English shipowner and politician (1849–1938)

Ralph Milbanke Hudson (1849 — 6 March 1938) was an English shipowner and politician.

==Life==
He was born in 1849 in The Boldons, the son of Ralph Milbanke Hudson the elder, of Oak Lea, Witton Gilbert, County Durham. He was educated privately and abroad.

Hudson joined the family shipowning business, R. M. Hudson & Sons, of Tavistock House, Sunderland. From 1882 he was a member of the River Wear Commissioners, representing coal owners.

In 1895, the company, with other British partners, bought into meat-packing premises on the River Plate; and the SS Meath and SS Wexford began in the meat trade with Argentina, to 1886, followed by a period where they were chartered more generally. By 1912, R. M. Hudson & Sons was running a regular cargo trade with Argentina.

In 1918, Hudson was elected as Unionist Member of Parliament for Sunderland.
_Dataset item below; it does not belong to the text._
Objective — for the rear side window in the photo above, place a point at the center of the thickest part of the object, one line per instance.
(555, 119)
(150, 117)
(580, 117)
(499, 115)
He held the seat until 1922.

He represented Sunderland with Lloyds Register of Shipping, was chairman of the finance committee of the Shipping Federation, and a member of the council of the International Shipping Federation.

==Death==
Hudson died in Yarm, aged 89, on 6 March 1938.

==Family==
Hudson married, in 1883, Eliza Westropp Palliser, daughter of Graham Palliser of Plymouth.